Un año después los estadounidenses también mandaron a John Glenn a que se diera una vueltecita. Igualados a uno. Pero el desempate llegó cuando los soviéticos pusieron a la primera mujer en órbita. Dos a uno. Aunque el primer alunizaje se lo llevaron los americanos. Empate a dos. Al final se dejaron de tonterías y acabaron jugando juntos en la estación internacional MIR.

Pero el hito espacial por excelencia fue el de Yuri Gagarin, que además tiene el récord de ascensos en la carrera militar. Cuando despegó aquel 12 de abril era segundo teniente y cuando aterrizó, hora y pico después, ya era mayor. Los rusos no tenían muy claro que fuera a regresar vivo, así que lo ascendieron de rango en pleno vuelo para al menos enterrarlo, si lo recuperaban, con todos los honores.

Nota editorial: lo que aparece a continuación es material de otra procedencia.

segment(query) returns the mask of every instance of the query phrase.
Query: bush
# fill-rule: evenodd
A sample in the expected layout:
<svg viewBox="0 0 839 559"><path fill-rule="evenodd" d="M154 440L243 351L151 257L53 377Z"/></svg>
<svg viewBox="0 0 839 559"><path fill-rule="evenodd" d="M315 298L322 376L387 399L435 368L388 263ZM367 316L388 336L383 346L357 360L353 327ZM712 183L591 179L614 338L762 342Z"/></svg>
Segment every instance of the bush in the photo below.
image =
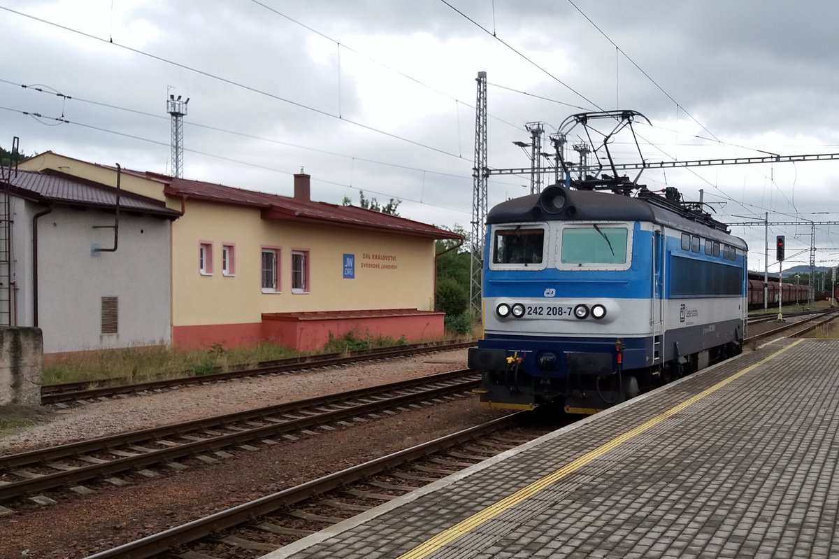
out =
<svg viewBox="0 0 839 559"><path fill-rule="evenodd" d="M472 315L468 312L461 312L459 315L446 315L445 323L446 329L456 334L466 334L472 329Z"/></svg>
<svg viewBox="0 0 839 559"><path fill-rule="evenodd" d="M437 311L449 316L462 315L469 307L469 293L454 278L440 278L437 281Z"/></svg>

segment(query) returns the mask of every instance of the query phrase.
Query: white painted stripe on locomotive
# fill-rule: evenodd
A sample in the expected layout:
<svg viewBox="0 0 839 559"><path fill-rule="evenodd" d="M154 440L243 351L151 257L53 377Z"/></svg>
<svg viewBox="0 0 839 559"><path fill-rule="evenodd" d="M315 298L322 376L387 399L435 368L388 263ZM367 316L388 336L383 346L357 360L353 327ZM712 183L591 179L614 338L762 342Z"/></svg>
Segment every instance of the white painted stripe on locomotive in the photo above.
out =
<svg viewBox="0 0 839 559"><path fill-rule="evenodd" d="M696 326L706 326L732 320L744 320L746 300L736 297L697 299L668 299L664 303L662 318L664 331ZM601 304L607 309L602 320L591 316L580 320L566 313L562 316L500 318L495 312L500 303L525 306L562 306L573 309L581 303L589 308ZM516 336L567 336L569 337L631 337L653 334L649 299L513 299L493 297L484 299L484 332L488 334Z"/></svg>

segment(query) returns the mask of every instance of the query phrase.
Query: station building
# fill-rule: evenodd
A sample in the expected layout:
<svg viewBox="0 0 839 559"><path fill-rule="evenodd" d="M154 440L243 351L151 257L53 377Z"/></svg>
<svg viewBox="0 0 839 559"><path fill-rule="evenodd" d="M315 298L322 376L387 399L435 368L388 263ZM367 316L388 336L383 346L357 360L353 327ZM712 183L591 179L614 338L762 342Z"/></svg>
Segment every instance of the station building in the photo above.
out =
<svg viewBox="0 0 839 559"><path fill-rule="evenodd" d="M461 236L378 212L313 201L308 175L295 175L294 195L283 196L117 170L52 152L30 158L21 169L96 185L113 196L118 176L122 196L164 211L169 246L157 246L155 255L168 259L164 281L145 274L144 253L122 241L115 253L93 257L88 247L87 254L76 256L82 269L92 258L119 254L131 261L134 268L124 268L126 274L112 280L128 290L165 285L169 296L155 293L144 300L149 309L169 313L164 342L231 347L269 341L311 350L352 331L408 342L443 334L444 316L434 311L435 241ZM120 236L127 212L121 209ZM85 290L91 274L80 274L70 289ZM111 347L138 344L119 337L137 320L130 308L120 306ZM97 346L55 351L92 347Z"/></svg>
<svg viewBox="0 0 839 559"><path fill-rule="evenodd" d="M0 185L0 324L38 327L45 353L168 344L170 230L159 200L62 174Z"/></svg>

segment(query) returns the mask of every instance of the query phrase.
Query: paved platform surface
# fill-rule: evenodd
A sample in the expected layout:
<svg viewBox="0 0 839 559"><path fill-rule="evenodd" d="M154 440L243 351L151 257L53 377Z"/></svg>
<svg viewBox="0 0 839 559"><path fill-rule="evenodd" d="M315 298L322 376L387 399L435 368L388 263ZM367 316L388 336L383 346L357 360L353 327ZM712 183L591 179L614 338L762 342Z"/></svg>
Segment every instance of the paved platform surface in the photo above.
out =
<svg viewBox="0 0 839 559"><path fill-rule="evenodd" d="M839 557L839 341L779 340L265 556Z"/></svg>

Gagarin se convirtió en el héroe nacional y en un ídolo internacional. A partir de ese momento todos los niños del mundo quisieron ser astronautas. Yuri Gagarin debería haber muerto de viejo y disfrutar de su fama, pero no pudo ser. Pilotando un vulgar cazabombardero cayó desde el cielo y se hundió seis metros bajo tierra. Sigue siendo un héroe y como tal está enterrado en las murallas del Kremlin. Como cada 12 de abril, Rusia celebra fiesta nacional desde que Yuri Gagarin se dio un garbeo por el espacio.

Océano… ¿Pacífico?

El 28 de noviembre de 1520, el explorador Fernando de Magallanes, navegando en calma por el mar del Sur después de haberlas pasado canutas en el Canal de Todos los Santos, decidió enmendarle la plana a uno de colegas de conquista. Vasco Núñez de Balboa, siete años antes, había bautizado las aguas por las que ahora discurría Magallanes como mar del Sur. Pero el portugués pensó que el nombre no le hacía honor, lo cambió por el de océano Pacífico, que de pacífico tenía poco, pero a él se lo pareció. Magallanes aún no sabía que aquélla era la mayor masa de agua que existe sobre la faz de la Tierra.